Любовь как Взаимопонимание
Тема соприкосновения культур продолжена в новелле про японскую девушку в Москве. Любовь приходит как Взаимопонимание, которое, как выясняется, может возникать совершенно по любому поводу – сколь угодно экзотическому и потустороннему. Так, двух молодых японцев объединяет приверженность русской культуре, которую они воспринимают как-то по-своему, очень по-японски. Но выясняется, что выбор объекта обсуждения и привязанности не столь уж важен и вовсе не обязательно понимать его смысл. Неважно, что именно ты понял, главное – понимать друг друга.

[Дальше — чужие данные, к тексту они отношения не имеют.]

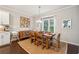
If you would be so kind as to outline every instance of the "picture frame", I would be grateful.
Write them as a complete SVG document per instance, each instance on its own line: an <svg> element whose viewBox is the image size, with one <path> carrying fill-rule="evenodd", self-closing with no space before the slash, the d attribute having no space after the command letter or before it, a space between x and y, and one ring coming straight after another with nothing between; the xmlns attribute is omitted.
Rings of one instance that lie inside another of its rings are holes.
<svg viewBox="0 0 79 59"><path fill-rule="evenodd" d="M63 20L63 28L64 29L71 29L71 19L64 19Z"/></svg>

Молодые японцы еще не были знакомы, но уже многое делали параллельно и воспринимали многие вещи (в данном случае загадочный Русский мир) одинаково. Им достаточно было почувствовать, что они на одной волне и понимают друг друга с полуслова. Без такого взаимопонимания ты можешь лишь выдумывать объекты для высоких чувств, но эти чувства не пройдут даже первой простой проверки реальностью.
Любовь как Жертвенность
В новелле про секретаршу в исполнении Юлии Снигирь Любовь возникает в очередном и еще менее понятном обличье – как Жертвенность. И сразу возникает множество вопросов: а Любовь ли это? Любит ли Она, пожертвовав собой ради того, кто уже три месяца тупо сидит без работы и, не обращая на нее внимания, играет в танчики? Или Она отдалась (мысленно и физически) всесильной Маммоне? Перед нами глубокое жертвенное чувство или циничный расчет (тривиально, ради денег)? Если предательство Любимого делается ради Любимого – можем ли мы считать это проявлением Любви? Или Любимый вообще ни при чем и сделано это даже не ради денег (типовое оправдание), но стало способом приобщения к Власти, которая завораживает и притягивает сама по себе? Не ожидайте от нас прямолинейных ответов. Не даются они и в фильме.
Не проще и с другой стороной – с начальником секретарши в исполнении Владимира Машкова. Любит или нет этот человек? Да и человек ли это или чистая, нарочитая символизация кого-то, давно утратившего человеческий облик? А может, это просто единственная форма любви, на которую он способен, ведь люди же очень разные. Говоря его же собственными словами, «на романы у меня времени нет, а любить кого-то надо». Даже в этом предельно циничном существе сохраняется смутное желание чего-то «настоящего», которое, правда, редуцируется к «настоящей» груди. Но хотя бы так…
На выходе же из этой истории нам опять непонятно, что такое Любовь. Мы увидели проблески подлинного чувства или какие-то извращения – и со стороны бизнесмена, и со стороны секретарши? Легче всего сказать: «Нет, это не настоящая Любовь!» А мы знаем, какая она «настоящая»?
Любовь как Вдохновение
В следующей новелле про уличного художника в исполнении Евгения Цыганова Любовь является как Вдохновение. Она становится воплощением Творчества. Это даже не сублимация с подсознательными переходами, а полное единство творчества и любви. Одно заканчивается в момент, когда прекращается другое. По словам самого художника, ему лучше не знакомиться с понравившейся девушкой и тем более не заводить отношения – начинаются бесконечные скандалы, вынос мозга. Увидел, влюбился, нарисовал и забыл – вот линия вечного движения. Причем и объект сегодняшнего чувства сам по себе не столь важен, ведь вдохновение таится внутри самого человека, внешние объекты его только подталкивают. И кто скажет, что здесь нет Любви? Или ее действительно нет? Нам опять показывают, в какую сторону смотреть, но что именно мы увидим – вопрос открытый.